One of the Ruby's prominent features is the block argument. It allows the caller to pass in a piece of code to be executed inside the callee. This code block can be executed by the Ruby construct, yield, or by directly calling the call method of the block object. In RubyBreaker, this type can be respresented by curly brackets. For instance, {|fixnum,string| -> string} represents a block that takes two arguments--one Fixnum and one String--and returns a String.

RubyBreaker does supports nested blocks as Ruby 1.9 finally allows them. However, keep in mind that RubyBreaker cannot automatically document the block types due to yield being a language construct rather than a method, which means it cannot be captured by meta-programming!
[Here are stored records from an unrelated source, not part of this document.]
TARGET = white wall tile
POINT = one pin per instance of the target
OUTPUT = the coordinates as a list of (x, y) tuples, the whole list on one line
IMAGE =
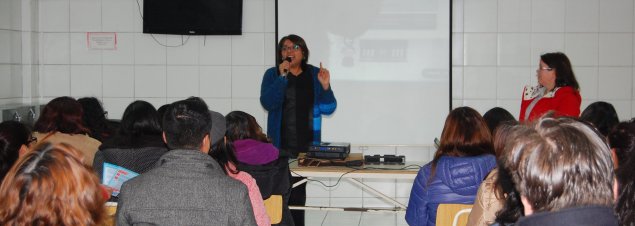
[(55, 80), (480, 49), (582, 15), (80, 53), (547, 15), (116, 106), (118, 15), (510, 82), (542, 43), (248, 49), (255, 22), (481, 16), (149, 50), (125, 52), (514, 49), (479, 82), (457, 82), (85, 15), (582, 48), (55, 48), (514, 16), (616, 15), (246, 81), (215, 50), (215, 81), (150, 81), (182, 81), (588, 80), (86, 80), (186, 52), (616, 49), (54, 16), (118, 81)]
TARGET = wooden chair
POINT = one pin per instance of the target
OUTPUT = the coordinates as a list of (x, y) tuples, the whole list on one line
[(453, 214)]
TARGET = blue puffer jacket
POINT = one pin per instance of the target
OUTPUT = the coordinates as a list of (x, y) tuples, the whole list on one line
[(456, 180)]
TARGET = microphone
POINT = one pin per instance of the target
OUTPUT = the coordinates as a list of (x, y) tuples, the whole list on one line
[(285, 71)]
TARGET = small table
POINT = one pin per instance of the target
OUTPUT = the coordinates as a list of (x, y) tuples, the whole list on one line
[(353, 174)]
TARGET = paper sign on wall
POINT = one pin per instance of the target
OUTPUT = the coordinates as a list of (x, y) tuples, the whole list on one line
[(101, 40)]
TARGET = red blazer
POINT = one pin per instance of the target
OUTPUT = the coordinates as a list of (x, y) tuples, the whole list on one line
[(565, 101)]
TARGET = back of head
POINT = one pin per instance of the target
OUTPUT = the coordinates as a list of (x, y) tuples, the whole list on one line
[(560, 163), (564, 71), (62, 114), (496, 116), (51, 186), (12, 136), (241, 125), (139, 118), (602, 115), (186, 123)]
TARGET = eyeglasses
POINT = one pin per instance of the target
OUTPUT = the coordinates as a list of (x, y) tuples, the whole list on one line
[(292, 48)]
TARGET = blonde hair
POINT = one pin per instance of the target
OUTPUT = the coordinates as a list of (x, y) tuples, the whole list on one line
[(51, 186)]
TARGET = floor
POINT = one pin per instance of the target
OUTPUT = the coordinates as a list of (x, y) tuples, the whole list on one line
[(349, 218)]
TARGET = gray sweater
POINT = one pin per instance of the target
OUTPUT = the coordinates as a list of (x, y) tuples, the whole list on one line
[(186, 188)]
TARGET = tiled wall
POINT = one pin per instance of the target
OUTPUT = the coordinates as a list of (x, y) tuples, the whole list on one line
[(497, 45)]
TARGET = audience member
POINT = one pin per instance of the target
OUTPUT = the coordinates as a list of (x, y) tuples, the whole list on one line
[(95, 119), (15, 139), (51, 186), (496, 199), (602, 115), (187, 187), (563, 171), (497, 116), (557, 89), (138, 143), (223, 152), (463, 159), (61, 122)]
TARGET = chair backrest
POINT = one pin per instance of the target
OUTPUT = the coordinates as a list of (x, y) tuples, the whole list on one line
[(453, 214)]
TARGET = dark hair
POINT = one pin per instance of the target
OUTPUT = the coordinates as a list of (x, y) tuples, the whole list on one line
[(241, 125), (602, 115), (95, 118), (465, 133), (622, 140), (186, 123), (12, 136), (223, 153), (62, 114), (496, 116), (625, 205), (564, 72), (295, 40)]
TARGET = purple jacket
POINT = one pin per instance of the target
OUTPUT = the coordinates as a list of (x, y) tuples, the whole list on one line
[(456, 180), (253, 152)]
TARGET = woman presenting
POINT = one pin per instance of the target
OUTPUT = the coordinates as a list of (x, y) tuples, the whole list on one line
[(557, 89), (296, 95)]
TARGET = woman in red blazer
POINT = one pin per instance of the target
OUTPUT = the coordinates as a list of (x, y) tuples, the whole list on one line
[(557, 89)]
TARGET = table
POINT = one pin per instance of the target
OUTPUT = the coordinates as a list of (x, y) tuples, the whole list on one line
[(354, 174)]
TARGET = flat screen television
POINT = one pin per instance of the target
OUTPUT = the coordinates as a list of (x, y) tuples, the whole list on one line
[(193, 17)]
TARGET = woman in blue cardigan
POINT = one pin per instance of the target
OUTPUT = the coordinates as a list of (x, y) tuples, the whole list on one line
[(296, 95), (464, 158)]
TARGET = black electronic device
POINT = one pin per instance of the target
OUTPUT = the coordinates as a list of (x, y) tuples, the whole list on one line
[(193, 17), (329, 150)]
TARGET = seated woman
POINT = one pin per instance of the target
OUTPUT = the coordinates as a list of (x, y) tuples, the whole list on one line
[(138, 143), (51, 186), (463, 159), (223, 152), (252, 145), (61, 121), (15, 139)]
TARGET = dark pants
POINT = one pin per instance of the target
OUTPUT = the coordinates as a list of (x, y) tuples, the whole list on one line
[(297, 198)]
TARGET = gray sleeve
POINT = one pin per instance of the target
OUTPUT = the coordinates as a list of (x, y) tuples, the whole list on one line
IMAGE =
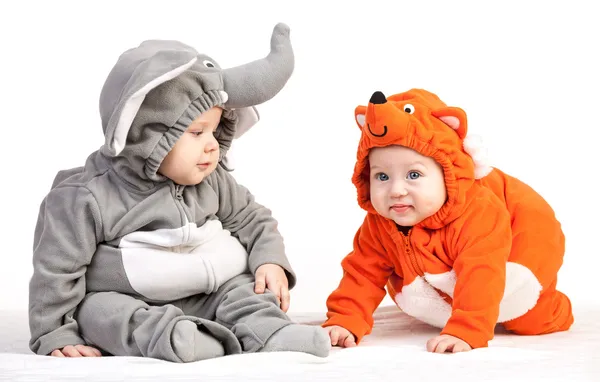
[(251, 222), (67, 232)]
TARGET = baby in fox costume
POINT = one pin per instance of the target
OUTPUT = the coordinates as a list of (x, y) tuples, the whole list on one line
[(459, 245)]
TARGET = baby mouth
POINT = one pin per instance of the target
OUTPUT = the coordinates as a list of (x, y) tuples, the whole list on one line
[(400, 208)]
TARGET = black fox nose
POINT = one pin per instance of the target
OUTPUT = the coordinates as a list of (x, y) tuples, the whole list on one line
[(378, 98)]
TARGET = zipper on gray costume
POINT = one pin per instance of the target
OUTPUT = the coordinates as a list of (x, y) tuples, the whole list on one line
[(179, 197)]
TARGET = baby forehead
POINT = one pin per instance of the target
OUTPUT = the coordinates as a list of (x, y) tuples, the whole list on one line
[(396, 155)]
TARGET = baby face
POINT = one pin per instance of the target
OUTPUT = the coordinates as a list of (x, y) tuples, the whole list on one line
[(405, 186), (196, 154)]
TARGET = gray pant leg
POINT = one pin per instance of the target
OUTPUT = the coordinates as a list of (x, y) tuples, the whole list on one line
[(123, 325), (252, 317)]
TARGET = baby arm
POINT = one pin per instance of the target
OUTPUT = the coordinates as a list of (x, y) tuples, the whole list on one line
[(366, 270), (65, 238), (256, 229), (482, 240)]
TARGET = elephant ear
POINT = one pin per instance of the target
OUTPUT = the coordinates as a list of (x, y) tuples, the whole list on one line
[(136, 73), (247, 117)]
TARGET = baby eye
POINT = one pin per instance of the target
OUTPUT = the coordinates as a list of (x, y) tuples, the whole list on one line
[(382, 177), (413, 175), (208, 64)]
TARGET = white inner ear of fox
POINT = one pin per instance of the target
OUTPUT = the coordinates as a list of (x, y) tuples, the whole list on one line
[(451, 121), (360, 119)]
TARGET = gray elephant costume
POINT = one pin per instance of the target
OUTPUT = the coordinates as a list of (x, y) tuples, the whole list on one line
[(130, 262)]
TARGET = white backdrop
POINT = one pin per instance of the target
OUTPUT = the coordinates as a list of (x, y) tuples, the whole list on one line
[(525, 72)]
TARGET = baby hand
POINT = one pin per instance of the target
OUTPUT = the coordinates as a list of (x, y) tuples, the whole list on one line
[(76, 351), (340, 336), (447, 343), (273, 277)]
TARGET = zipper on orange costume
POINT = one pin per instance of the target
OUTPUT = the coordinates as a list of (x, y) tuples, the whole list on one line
[(410, 253)]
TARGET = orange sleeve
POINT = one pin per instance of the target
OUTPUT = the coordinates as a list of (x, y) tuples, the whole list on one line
[(366, 271), (482, 240)]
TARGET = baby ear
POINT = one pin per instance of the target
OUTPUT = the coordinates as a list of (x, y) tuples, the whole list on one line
[(359, 116), (454, 117)]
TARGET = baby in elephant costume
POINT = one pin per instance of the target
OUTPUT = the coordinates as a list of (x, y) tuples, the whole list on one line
[(152, 249)]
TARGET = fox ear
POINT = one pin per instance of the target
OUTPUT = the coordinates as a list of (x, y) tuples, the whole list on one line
[(359, 116), (455, 118)]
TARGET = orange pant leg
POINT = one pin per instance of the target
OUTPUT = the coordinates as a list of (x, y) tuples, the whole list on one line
[(552, 313)]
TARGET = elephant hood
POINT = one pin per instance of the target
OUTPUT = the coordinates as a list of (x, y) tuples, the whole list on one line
[(155, 90)]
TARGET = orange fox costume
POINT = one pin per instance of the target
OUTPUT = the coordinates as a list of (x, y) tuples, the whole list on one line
[(490, 255)]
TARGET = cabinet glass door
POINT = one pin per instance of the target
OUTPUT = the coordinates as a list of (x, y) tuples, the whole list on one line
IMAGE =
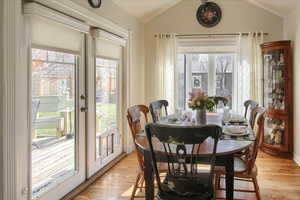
[(274, 83)]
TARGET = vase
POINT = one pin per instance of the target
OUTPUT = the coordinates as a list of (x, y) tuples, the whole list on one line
[(200, 117)]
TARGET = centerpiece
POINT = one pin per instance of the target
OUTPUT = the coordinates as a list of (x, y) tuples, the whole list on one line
[(199, 102)]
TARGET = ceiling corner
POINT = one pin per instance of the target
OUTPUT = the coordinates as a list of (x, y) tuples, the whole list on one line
[(151, 16), (273, 11)]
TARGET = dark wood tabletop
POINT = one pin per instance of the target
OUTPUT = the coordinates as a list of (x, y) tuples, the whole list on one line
[(224, 146), (225, 154)]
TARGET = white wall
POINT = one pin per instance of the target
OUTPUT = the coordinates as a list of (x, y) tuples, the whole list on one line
[(292, 32), (238, 16), (1, 103), (111, 11)]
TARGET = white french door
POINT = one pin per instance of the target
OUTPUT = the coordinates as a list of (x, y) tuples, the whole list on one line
[(57, 87), (104, 102)]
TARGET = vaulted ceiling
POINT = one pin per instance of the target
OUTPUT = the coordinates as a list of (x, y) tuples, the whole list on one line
[(145, 10), (279, 7)]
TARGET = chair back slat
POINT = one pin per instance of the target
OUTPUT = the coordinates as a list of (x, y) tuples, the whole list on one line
[(182, 151), (134, 116), (157, 108), (258, 115), (249, 105)]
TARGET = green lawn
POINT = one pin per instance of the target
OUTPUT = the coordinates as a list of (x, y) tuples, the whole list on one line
[(107, 111), (108, 116)]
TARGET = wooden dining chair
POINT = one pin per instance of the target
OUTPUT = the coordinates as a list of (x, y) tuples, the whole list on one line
[(184, 180), (217, 100), (134, 117), (244, 166), (249, 105), (157, 108)]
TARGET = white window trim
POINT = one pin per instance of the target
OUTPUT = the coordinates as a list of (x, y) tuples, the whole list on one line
[(211, 77), (34, 9)]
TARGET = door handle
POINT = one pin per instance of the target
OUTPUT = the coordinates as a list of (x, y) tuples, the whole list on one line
[(83, 109), (83, 97)]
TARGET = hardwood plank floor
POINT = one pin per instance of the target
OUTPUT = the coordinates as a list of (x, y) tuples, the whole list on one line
[(279, 179)]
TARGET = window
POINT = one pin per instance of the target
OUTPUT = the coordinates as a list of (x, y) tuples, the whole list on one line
[(106, 106), (53, 118), (208, 73)]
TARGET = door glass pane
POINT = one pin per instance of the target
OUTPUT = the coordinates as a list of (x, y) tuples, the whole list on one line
[(224, 68), (200, 72), (181, 70), (106, 106), (53, 118)]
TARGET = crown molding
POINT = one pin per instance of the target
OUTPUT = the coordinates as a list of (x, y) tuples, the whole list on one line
[(35, 9), (273, 11), (148, 18), (90, 18)]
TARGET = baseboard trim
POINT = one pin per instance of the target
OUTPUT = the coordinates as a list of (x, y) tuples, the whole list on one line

Method Type and Method List Types

Method type is similar to the block type, but it represents an actual method and not a block object. It is the "root" type that the type annotation language supports, along with method list types. Method list type is a collection of method types to represent more than one type information for the given method. Why would this type be needed? Consider the following Ruby code:

def foo(x)
  case x
  when Fixnum
    1
  when String
    "1"
  end
end

There is no way to document the type of foo without using a method list type. Let's try to give a method type to foo without a method list. The closest we can come up with would be foo(fixnum or string) -> fixnum and string. But RubyBreaker does not have the "and" type in the type annotation language because it gives me an headache! (By the way, it needs to be an "and" type because the caller must handle both Fixnum and String return values.)

It is a dilemma because Ruby programmers actually enjoy using this kind of dynamic type checks in their code. To alleviate this headache, RubyBreaker supports the method list type to represent different scenarios depending on the argument types. Thus, the foo method shown above can be given the following method list type:

typesig("foo(fixnum) -> fixnum")
typesig("foo(string) -> string")

These two type signatures simply tell RubyBreaker that foo has two method types--one for a Fixnum argument and another for a String argument. Depending on the argument type, the return type is determined. In this example, a Fixnum is returned when the argument is also a Fixnum and a String is returned when the argument is also a String. When automatically documenting such a type, RubyBreaker looks for the (subtyping) compatibility between the return types and "promote" the method type to a method list type by spliting the type signature into two (or more in subsequent "promotions").

Type System

RubyBreaker comes with its own type system to auto-document the type information. Each method in a "breakable" module is dynamically instrumented to be monitored during runtime. This monitoring code observes the types of the arguments, block, and return value of each method. Once this information is gathered, RubyBreaker will compare it to the information gathered so far. If these two types are "compatiable", RubyBreaker will choose more general type of the two. Otherwise, RubyBreaker will use the method list type to accommodate two "incompatible" types.

Subtyping and Subclassing

RubyBreaker uses subtyping to choose one from the two "compatible" types. Two types are "compatible" if one is subtype of another. This means that the subtype can be represented using the supertype instead. This is why RubyBrekaer chooses the latter to document both types. RubyBreaker relies on subclassing of Ruby to determine a subtyping relationship between two types. For example, Fixnum is considered to be subtype of Numeric since the former is subclass of the latter. (Strictly speaking, Fixnum is not really subtype of Numeric because some methods are overriden in Fixnum with method types that are not subtype of the counterparts in Numeric. But, RubyBreaker is lenient and considers them compatible--that is, Numeric can represent any Fixnum.

Pluggable Type System (Advanced)

Yes, RubyBreaker was designed with the replaceable type system in mind. In other words, anyone can write his own type system and plug it into RubyBreaker. Technical documentation coming soon...

Acknowledgment

The term, "Fusion Type," is first coined by Professor Michael W. Hicks at University of Maryland and represents an object using a structural type with respect to a nominal type.